Following storm, Vienna returns to normalcy.

During last week’s record-setting rainfall, Vienna fared better than many other parts of the metropolitan area. As of Monday morning, June 26, said Director of Public Works Dennis King, the town had seen about nine inches of rainfall in the previous week, with much of it falling on Sunday, and heavy rains had continued through Monday and on into Tuesday. The area’s average rainfall for the entire month of June is in the neighborhood of three inches.

King noted that Vienna’s drainage system was built to handle a 10-year storm, while, by some accounts, last week’s weather was equivalent to a 300-year storm. “This really was of biblical proportions,” he said.

King reported that he had heard of several residential basements flooding and that several intersections in town experienced flooding and traffic light power outages. Most road flooding, he said, occurred on the west end of town, at the intersection of Maple Avenue and Follin Lane and along Wolftrap Creek, where the creek runs under Echols Street and again where it runs under Follin Lane. King said traffic signals went out at three intersections — Maple Avenue and Follin Lane, Echols Street and Beulah Road, and Beulah Road and Maple Avenue — which he said the town “quickly got back online.”

The Department of Public Works managed to do most maintenance and repairs during normal work hours, said King, although a few crews were sent out in the evenings to handle the dead traffic lights and to barricade flooded streets.

BY THURSDAY, crews were working to clear debris from the town’s creeks and culverts, as well as from Follin Lane and Echols Street where they cross Wolftrap Creek, and King said he expected the cleanup to be completed by the end of the day.
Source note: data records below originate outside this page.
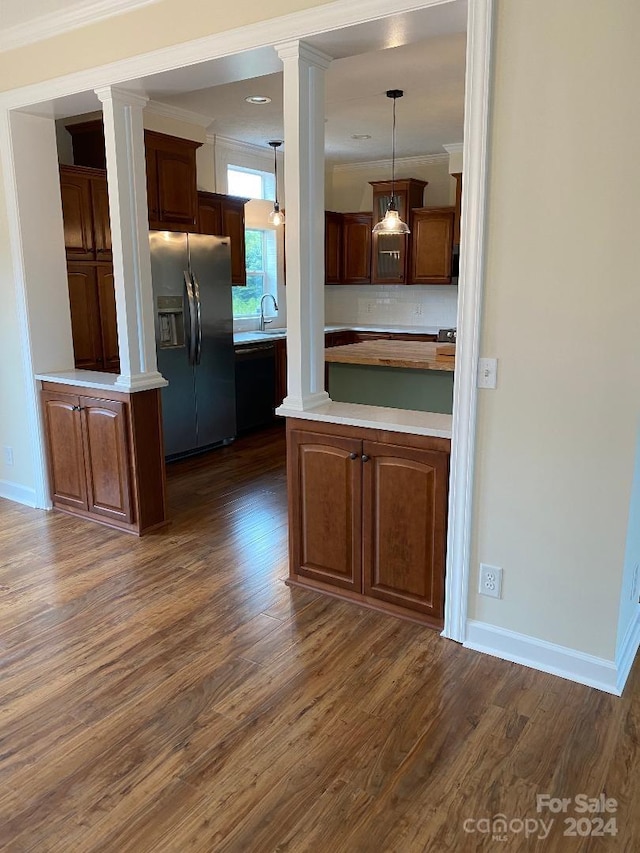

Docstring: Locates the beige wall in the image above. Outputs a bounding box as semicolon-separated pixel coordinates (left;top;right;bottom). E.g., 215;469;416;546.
470;0;640;658
325;160;456;212
0;0;640;658
0;0;324;91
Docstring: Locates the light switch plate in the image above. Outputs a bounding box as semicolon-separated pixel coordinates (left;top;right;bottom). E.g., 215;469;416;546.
478;358;498;388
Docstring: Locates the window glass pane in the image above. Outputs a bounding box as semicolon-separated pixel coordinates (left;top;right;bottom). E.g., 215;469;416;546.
232;273;264;317
244;228;264;272
227;166;264;198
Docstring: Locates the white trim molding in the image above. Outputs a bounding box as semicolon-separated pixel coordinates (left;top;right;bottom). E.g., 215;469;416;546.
332;154;449;172
0;480;38;507
616;607;640;695
464;619;628;696
442;0;493;642
0;0;159;51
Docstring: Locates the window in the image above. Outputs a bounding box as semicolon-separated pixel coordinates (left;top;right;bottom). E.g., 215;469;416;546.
232;228;277;318
227;166;275;200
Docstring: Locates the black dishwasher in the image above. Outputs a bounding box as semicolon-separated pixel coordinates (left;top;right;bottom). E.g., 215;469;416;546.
236;343;276;433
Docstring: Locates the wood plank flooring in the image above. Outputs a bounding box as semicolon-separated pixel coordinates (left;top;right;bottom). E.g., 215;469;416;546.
0;422;640;853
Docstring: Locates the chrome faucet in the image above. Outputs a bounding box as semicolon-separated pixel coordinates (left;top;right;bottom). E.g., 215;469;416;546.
260;293;278;332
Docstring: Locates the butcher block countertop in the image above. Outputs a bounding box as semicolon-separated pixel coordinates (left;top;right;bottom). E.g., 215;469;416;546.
324;340;456;370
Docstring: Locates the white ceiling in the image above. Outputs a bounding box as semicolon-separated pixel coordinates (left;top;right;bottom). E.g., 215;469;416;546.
36;0;467;163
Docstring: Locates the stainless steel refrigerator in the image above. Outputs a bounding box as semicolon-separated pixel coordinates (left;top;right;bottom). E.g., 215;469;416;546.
149;231;236;459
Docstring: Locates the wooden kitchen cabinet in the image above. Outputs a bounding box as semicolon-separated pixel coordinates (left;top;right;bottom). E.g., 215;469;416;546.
42;382;166;535
67;264;104;370
197;191;249;285
287;421;362;592
287;419;450;628
144;130;201;231
60;166;120;373
410;207;455;284
324;210;342;284
369;178;427;284
342;213;373;284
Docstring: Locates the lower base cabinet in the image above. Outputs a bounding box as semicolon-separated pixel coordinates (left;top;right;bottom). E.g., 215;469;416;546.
287;419;450;628
42;382;166;535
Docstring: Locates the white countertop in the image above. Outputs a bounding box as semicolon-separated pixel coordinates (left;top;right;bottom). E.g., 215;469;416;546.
233;323;440;344
36;370;169;394
276;401;453;439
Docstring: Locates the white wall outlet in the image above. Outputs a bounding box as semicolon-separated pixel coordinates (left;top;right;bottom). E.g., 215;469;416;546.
478;358;498;388
478;563;502;598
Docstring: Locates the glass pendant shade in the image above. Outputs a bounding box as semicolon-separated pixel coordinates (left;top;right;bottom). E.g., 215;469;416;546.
373;204;411;234
373;89;411;235
268;139;284;228
268;201;284;227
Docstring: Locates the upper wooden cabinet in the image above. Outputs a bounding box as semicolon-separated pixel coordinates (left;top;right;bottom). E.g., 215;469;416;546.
60;166;120;373
197;192;249;284
324;210;342;284
369;178;427;284
410;207;455;284
342;213;372;284
144;130;201;231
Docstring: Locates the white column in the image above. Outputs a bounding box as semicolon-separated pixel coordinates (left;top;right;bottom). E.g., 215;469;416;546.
96;86;162;390
276;41;331;411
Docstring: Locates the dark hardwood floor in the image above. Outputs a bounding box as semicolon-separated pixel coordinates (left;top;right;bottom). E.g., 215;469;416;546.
0;422;640;853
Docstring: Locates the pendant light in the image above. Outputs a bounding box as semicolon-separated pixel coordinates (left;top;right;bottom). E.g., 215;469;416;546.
373;89;411;234
269;139;284;227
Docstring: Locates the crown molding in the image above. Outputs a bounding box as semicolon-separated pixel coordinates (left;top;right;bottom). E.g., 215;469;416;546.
0;0;159;52
333;154;449;172
145;100;213;128
214;134;280;163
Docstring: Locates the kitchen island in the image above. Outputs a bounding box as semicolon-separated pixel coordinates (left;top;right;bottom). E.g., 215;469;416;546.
325;340;455;415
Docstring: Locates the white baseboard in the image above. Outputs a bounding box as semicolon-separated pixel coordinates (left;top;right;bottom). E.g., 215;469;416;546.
616;607;640;694
463;619;620;696
0;480;36;507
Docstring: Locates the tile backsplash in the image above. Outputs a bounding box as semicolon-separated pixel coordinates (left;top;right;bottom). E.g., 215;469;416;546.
324;284;458;328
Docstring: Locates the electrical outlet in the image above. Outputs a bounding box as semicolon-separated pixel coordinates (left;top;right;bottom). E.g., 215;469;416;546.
478;358;498;388
478;563;502;598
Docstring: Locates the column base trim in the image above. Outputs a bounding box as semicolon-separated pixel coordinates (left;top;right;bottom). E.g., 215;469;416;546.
463;619;624;696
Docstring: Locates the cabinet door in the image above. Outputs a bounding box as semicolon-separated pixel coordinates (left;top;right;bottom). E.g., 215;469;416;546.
97;264;120;373
411;208;455;284
67;264;104;370
60;168;95;261
91;178;112;261
80;397;133;522
198;192;228;237
288;430;362;592
342;213;371;284
144;145;162;223
363;441;449;619
324;210;342;284
42;391;87;509
222;196;247;284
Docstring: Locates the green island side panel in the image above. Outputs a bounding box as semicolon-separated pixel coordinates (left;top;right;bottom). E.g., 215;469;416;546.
327;362;453;415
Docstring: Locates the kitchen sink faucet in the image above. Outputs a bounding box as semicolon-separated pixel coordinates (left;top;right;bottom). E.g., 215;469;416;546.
260;293;278;332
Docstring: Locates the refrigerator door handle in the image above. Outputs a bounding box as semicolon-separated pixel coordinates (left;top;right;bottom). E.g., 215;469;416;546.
184;270;198;364
192;273;202;364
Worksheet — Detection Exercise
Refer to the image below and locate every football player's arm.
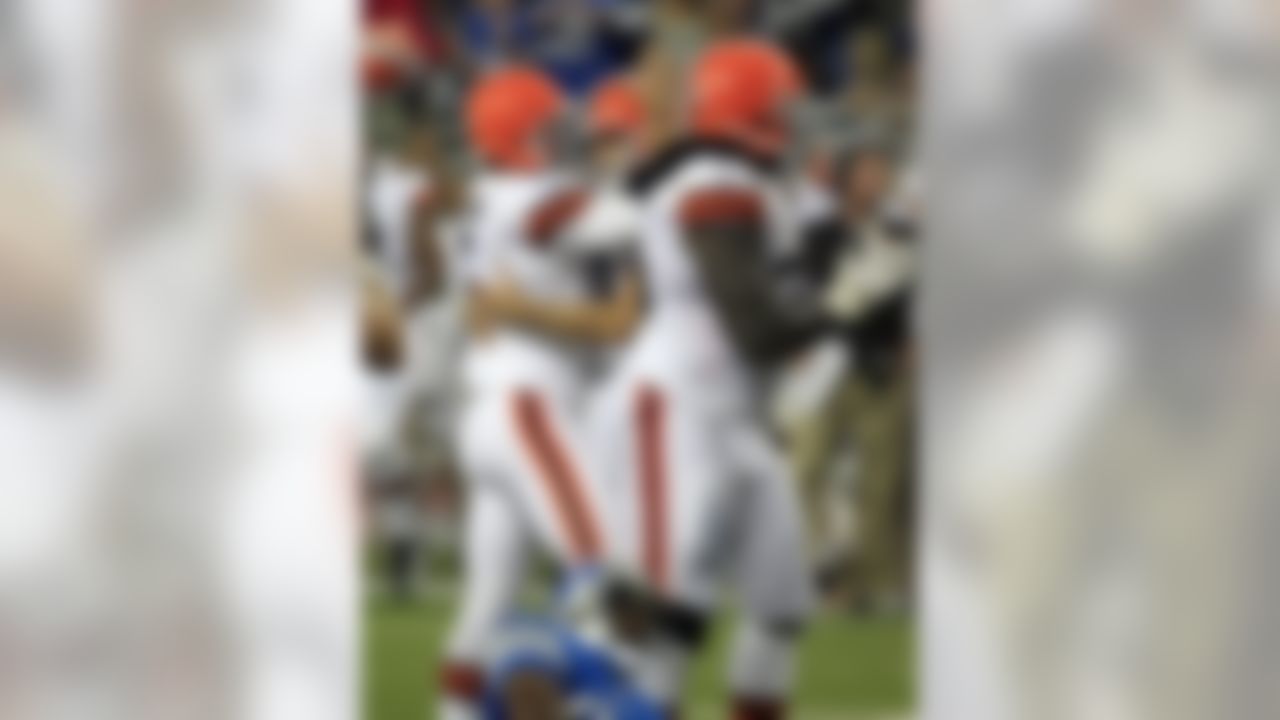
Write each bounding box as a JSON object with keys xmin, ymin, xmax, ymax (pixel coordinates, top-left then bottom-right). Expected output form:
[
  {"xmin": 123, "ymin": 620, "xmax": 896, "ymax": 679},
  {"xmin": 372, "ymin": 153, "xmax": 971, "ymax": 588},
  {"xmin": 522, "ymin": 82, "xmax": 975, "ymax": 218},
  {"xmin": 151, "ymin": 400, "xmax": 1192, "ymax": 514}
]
[
  {"xmin": 680, "ymin": 190, "xmax": 831, "ymax": 365},
  {"xmin": 475, "ymin": 272, "xmax": 644, "ymax": 343}
]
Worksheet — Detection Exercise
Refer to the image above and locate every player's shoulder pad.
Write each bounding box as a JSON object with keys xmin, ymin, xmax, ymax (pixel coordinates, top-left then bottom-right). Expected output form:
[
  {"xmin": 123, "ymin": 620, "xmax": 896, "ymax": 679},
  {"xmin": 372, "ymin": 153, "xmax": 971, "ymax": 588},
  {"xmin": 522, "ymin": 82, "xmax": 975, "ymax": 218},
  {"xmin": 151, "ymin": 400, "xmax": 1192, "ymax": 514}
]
[
  {"xmin": 525, "ymin": 184, "xmax": 588, "ymax": 246},
  {"xmin": 676, "ymin": 184, "xmax": 765, "ymax": 229},
  {"xmin": 626, "ymin": 138, "xmax": 781, "ymax": 197}
]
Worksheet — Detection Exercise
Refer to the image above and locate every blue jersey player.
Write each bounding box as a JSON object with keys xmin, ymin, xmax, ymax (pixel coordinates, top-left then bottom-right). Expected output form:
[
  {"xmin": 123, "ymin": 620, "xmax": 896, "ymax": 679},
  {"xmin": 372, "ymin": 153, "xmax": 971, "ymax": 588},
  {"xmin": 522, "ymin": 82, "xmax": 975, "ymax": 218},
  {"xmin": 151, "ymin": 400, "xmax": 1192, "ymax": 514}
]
[{"xmin": 484, "ymin": 571, "xmax": 668, "ymax": 720}]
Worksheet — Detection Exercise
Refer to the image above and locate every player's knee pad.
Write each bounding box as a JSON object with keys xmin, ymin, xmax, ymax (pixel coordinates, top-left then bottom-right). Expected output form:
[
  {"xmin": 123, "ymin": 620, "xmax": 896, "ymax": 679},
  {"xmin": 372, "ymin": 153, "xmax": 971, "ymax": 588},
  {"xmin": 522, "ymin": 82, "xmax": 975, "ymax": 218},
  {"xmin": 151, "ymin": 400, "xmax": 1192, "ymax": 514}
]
[{"xmin": 730, "ymin": 619, "xmax": 800, "ymax": 698}]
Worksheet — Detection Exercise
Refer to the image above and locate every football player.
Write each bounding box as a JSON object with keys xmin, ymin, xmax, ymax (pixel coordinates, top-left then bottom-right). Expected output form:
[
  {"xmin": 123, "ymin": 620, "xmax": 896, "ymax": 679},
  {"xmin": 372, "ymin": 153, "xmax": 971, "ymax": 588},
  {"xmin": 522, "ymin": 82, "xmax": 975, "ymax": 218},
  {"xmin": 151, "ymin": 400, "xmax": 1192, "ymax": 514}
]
[{"xmin": 442, "ymin": 67, "xmax": 637, "ymax": 717}]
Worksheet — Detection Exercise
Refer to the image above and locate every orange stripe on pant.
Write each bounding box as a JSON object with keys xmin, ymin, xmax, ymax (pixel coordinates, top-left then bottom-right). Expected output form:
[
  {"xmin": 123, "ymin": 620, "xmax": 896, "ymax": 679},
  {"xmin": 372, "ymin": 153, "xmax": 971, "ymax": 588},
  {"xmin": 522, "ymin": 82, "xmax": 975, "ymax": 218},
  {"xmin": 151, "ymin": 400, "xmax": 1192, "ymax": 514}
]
[
  {"xmin": 635, "ymin": 386, "xmax": 669, "ymax": 591},
  {"xmin": 515, "ymin": 389, "xmax": 600, "ymax": 561}
]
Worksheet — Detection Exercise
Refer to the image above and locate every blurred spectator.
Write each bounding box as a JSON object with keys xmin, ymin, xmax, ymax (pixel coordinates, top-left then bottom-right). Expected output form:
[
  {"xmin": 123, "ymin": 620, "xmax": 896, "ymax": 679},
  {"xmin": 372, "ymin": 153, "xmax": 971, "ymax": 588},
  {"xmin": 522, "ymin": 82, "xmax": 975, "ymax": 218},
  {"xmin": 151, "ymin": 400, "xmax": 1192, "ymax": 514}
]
[
  {"xmin": 791, "ymin": 147, "xmax": 913, "ymax": 611},
  {"xmin": 457, "ymin": 0, "xmax": 538, "ymax": 72},
  {"xmin": 362, "ymin": 0, "xmax": 445, "ymax": 90}
]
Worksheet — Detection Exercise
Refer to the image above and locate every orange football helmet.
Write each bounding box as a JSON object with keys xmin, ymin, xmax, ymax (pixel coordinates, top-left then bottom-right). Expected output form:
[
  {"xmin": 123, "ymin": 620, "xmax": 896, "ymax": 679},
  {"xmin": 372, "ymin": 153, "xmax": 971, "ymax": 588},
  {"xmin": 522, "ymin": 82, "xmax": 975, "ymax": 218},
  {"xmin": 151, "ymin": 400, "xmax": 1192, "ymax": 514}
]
[
  {"xmin": 588, "ymin": 79, "xmax": 649, "ymax": 136},
  {"xmin": 466, "ymin": 65, "xmax": 564, "ymax": 169},
  {"xmin": 690, "ymin": 40, "xmax": 804, "ymax": 152}
]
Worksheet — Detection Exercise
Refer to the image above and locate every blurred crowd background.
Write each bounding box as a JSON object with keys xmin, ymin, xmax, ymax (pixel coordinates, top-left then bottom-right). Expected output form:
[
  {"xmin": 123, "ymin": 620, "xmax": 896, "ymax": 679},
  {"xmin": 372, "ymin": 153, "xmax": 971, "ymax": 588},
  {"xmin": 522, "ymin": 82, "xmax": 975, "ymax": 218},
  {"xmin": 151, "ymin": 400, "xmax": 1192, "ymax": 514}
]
[{"xmin": 362, "ymin": 0, "xmax": 918, "ymax": 614}]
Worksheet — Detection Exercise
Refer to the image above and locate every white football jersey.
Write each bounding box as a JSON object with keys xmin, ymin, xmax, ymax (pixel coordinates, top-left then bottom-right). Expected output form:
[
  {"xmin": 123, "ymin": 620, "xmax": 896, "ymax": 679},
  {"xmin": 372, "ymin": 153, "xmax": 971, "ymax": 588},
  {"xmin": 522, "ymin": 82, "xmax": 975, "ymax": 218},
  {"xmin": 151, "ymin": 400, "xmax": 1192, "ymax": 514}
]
[
  {"xmin": 624, "ymin": 148, "xmax": 800, "ymax": 395},
  {"xmin": 460, "ymin": 172, "xmax": 590, "ymax": 387}
]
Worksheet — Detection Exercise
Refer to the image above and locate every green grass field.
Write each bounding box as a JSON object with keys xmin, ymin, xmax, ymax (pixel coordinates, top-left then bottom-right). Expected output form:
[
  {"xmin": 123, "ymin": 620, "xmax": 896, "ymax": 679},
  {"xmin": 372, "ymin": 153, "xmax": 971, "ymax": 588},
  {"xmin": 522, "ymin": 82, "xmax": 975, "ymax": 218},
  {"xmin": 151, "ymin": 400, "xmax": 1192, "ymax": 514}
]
[{"xmin": 364, "ymin": 589, "xmax": 915, "ymax": 720}]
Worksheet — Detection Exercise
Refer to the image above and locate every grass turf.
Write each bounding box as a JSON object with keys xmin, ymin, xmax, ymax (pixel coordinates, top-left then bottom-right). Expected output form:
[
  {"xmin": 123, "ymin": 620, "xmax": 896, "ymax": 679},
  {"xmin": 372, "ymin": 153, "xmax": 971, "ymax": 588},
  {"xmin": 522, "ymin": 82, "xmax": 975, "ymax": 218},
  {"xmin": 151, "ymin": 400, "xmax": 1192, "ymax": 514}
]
[{"xmin": 362, "ymin": 589, "xmax": 914, "ymax": 720}]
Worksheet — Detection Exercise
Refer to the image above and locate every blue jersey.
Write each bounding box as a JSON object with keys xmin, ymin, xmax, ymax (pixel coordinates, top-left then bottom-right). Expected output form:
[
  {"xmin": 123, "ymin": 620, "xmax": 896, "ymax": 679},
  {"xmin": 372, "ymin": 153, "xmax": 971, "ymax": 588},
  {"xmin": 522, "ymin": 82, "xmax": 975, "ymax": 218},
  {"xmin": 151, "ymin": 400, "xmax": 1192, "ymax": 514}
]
[{"xmin": 485, "ymin": 616, "xmax": 666, "ymax": 720}]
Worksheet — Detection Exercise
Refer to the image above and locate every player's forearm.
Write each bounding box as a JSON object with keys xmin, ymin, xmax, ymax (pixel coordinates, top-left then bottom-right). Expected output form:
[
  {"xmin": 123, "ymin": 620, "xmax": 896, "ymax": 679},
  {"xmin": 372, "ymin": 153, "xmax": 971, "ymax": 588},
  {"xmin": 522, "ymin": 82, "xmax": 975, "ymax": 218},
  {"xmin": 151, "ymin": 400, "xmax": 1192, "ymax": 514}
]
[
  {"xmin": 483, "ymin": 274, "xmax": 639, "ymax": 343},
  {"xmin": 691, "ymin": 221, "xmax": 831, "ymax": 365}
]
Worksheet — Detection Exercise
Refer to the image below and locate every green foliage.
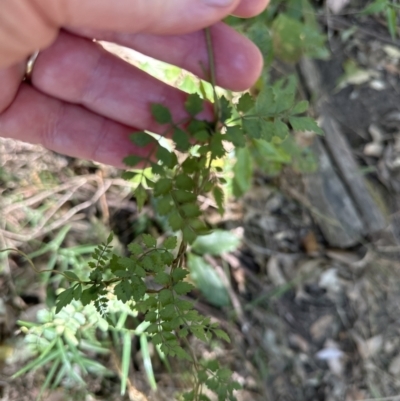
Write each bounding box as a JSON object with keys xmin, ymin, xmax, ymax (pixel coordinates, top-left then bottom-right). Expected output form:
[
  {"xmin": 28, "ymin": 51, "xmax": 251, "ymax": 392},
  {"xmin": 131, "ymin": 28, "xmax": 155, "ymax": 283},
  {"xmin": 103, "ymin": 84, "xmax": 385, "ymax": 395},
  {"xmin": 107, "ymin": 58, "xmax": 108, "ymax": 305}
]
[
  {"xmin": 13, "ymin": 300, "xmax": 112, "ymax": 399},
  {"xmin": 15, "ymin": 12, "xmax": 324, "ymax": 401},
  {"xmin": 362, "ymin": 0, "xmax": 400, "ymax": 40}
]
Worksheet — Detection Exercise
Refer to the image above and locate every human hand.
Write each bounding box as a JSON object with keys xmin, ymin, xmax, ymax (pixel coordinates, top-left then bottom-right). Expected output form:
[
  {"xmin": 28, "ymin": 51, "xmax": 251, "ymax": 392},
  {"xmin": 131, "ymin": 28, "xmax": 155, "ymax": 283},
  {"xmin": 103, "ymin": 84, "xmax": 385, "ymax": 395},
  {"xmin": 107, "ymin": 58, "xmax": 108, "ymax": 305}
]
[{"xmin": 0, "ymin": 0, "xmax": 268, "ymax": 167}]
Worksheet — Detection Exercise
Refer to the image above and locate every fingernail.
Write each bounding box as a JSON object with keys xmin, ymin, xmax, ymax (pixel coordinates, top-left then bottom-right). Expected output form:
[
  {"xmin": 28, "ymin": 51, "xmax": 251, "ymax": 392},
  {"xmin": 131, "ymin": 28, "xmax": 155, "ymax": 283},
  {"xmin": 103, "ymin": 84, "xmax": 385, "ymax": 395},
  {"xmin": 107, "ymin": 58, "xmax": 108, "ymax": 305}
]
[{"xmin": 203, "ymin": 0, "xmax": 235, "ymax": 7}]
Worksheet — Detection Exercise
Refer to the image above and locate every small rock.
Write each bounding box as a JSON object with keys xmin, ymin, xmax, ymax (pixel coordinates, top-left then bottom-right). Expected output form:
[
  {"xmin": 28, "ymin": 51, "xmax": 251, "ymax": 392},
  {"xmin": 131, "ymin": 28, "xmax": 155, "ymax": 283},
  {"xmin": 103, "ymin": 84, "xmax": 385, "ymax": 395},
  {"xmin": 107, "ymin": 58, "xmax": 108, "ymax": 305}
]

He also noted that there were some problems with phone lines, particularly at Town Hall and the Community Center, where phones were down on Monday and worked only intermittently on Tuesday.

“We made out pretty well, really, for the amount of rain that we had,” he said.

King said the only flooding he had heard about in a commercial building was in the Starbucks near Maple Avenue and Center Street, another intersection that saw flooding.

Water began coming into the store around 8:30 Sunday night, said Assistant Manager Michelle De St Jean, who added that flooding in the road had also damaged her car, which had been parked nearby on Center Street. The water level in the store reached about a foot deep, she said, and began to ebb within about 45 minutes as the rain subsided.

The Department of Public Works brought sandbags to place in front of the doors to help keep water out.

De St Jean also reported that about four cars were stalled in the intersection in front of the Starbucks that night after attempting to drive through the water that had accumulated there.

The water eventually made its own way out of the store, she said. “After that, we just had some contractors come and do a deep-clean.”

OUTSIDE TOWN, the bridge where the W&OD Trail crosses Piney Branch had to be shut down, although a temporary, makeshift bridge was set up on the horse path that runs parallel to the trail. The embankments under the bridge had been held in place by stonework that was built in the 1850s during the construction of the railroad bed on which the trail now sits, said Paul Gilbert, executive director of Northern Virginia Regional Park Authority. Chunks of stone fell from the embankment during the downpour, leaving the bridge unstable.

"The power of the water eroded underneath the stonework, so they could drop down," said Gilbert. "It essentially could collapse at any time." He said Park Authority crews are working to stabilize the bridge and that he expects repairs to take about a month. In the meantime, he said, cyclists and pedestrians can use the temporary bridge on the horse path.

Gilbert noted that the damage to the bridge was the biggest challenge last week's weather presented to the Park Authority.